I am frequently asked in interviews how I came up with the character of
Dr. Scott James. The good doctor is a combination of a lot of factors, but there is one aspect of him that is based on a true story, one that you may have heard about.
In 1954, a doctor named Sam Sheppard was accused of murdering his wife. What followed was a media circus of epic proportions, where the entire nation, it seemed, jumped to the conclusion that he had to be "guilty as hell."
This scenario is one that I have tried to recreate in the Dr. Scott James Series. My protagonist isn't accused of murdering his wife, he's accused of aiding and abetting terrorists. But he is automatically deemed guilty by his colleagues, friends, family, and the authorities, long before he's given his proper day in court. Scott James must save himself, because no one else will. He's an innocent man, and a decent one, but always under suspicion, always one step away from prison, or worse.
Which is where he parts company with Dr. Sam Sheppard. Sam Sheppard had F. Lee Bailey, an attorney who eventually defended him, a story we'll get to in a moment. But first, a little back story.
The trial was extremely fascinating. Sheppard claimed that he had been
sleeping on his couch when he heard his wife, Marilyn, screaming.
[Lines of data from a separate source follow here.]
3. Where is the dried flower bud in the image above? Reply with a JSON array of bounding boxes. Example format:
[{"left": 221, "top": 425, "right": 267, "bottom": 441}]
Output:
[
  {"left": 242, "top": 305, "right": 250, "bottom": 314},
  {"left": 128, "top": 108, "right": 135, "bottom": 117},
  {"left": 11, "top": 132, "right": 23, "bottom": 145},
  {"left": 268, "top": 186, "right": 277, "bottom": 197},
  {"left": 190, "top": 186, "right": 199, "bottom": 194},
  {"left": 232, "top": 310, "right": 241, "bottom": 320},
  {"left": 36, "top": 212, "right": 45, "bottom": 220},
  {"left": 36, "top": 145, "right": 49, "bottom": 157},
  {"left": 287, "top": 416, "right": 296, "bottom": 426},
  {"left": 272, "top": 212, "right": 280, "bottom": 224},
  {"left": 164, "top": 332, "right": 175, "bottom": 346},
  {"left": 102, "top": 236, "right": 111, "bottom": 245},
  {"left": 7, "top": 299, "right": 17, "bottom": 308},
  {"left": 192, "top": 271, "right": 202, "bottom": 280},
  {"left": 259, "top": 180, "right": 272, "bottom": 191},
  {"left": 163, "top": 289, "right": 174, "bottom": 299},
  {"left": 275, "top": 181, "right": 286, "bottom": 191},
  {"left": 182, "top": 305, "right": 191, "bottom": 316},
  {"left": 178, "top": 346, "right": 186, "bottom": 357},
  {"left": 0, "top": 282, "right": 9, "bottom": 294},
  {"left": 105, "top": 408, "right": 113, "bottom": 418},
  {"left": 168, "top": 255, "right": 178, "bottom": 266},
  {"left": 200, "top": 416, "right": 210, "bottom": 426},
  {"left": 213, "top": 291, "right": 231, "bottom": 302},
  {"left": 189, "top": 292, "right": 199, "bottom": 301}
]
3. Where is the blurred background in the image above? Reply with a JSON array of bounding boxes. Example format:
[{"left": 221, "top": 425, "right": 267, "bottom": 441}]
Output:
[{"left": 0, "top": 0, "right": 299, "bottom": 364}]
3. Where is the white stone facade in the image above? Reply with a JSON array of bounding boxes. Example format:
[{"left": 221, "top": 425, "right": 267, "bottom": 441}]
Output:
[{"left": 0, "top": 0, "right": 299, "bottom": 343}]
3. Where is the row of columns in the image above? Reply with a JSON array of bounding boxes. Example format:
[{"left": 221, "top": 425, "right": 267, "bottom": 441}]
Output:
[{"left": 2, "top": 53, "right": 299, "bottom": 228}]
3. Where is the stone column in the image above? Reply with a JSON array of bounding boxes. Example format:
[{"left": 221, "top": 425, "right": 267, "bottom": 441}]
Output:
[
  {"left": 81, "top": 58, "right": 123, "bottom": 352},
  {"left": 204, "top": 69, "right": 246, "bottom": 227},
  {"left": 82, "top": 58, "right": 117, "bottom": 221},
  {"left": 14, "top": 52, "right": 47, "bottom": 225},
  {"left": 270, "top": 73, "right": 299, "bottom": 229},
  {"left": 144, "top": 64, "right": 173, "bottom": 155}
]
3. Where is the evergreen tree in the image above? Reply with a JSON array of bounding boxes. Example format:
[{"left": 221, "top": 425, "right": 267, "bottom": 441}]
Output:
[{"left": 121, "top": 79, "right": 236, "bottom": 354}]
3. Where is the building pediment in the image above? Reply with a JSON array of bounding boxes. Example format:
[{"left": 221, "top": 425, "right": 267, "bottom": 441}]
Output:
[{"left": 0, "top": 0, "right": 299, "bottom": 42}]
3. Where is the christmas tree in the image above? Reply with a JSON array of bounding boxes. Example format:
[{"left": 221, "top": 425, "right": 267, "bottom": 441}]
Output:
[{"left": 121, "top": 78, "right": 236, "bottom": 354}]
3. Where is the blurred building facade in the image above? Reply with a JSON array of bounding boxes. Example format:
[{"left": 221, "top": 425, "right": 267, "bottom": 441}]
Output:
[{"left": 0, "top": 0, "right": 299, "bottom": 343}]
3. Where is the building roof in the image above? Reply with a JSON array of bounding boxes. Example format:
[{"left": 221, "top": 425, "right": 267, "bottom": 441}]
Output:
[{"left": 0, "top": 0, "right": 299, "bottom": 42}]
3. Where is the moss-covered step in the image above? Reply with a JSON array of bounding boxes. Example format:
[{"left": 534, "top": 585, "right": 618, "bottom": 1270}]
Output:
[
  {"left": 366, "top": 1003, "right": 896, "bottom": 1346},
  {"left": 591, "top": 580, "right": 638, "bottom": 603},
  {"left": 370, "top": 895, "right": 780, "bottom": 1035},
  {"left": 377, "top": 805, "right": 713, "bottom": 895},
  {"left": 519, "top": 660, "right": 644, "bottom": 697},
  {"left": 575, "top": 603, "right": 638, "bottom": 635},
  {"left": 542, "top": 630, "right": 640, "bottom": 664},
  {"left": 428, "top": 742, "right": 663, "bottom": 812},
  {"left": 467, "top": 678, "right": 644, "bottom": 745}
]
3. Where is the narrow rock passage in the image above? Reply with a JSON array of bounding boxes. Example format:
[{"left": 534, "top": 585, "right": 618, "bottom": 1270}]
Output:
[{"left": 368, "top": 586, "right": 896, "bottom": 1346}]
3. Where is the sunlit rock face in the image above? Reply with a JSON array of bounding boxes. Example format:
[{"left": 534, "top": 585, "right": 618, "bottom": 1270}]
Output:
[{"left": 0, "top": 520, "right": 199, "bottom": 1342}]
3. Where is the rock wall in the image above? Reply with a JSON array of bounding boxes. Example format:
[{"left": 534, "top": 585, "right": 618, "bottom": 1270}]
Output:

He also said that he had encountered a man fleeing the scene. Sheppard said that he'd fought with the man, whom he could only describe as having "bushy hair." The fact that he'd grappled with this suspect and yet couldn't really describe him was a flaw in Sheppard's alibi that the Prosecution pounced on.
The Doctor's accusers jumped on a lot of other things, too. Forensics experts, for example, testified that Marilyn had been killed with something that was probably a surgical instrument, like a scalpel. That's not a promising development if you're a physician.
Sheppard wasn't defended by F. Lee Bailey, initially. The result of his first trial was that he was convicted, in 1956, of First Degree Murder, and sentenced to life.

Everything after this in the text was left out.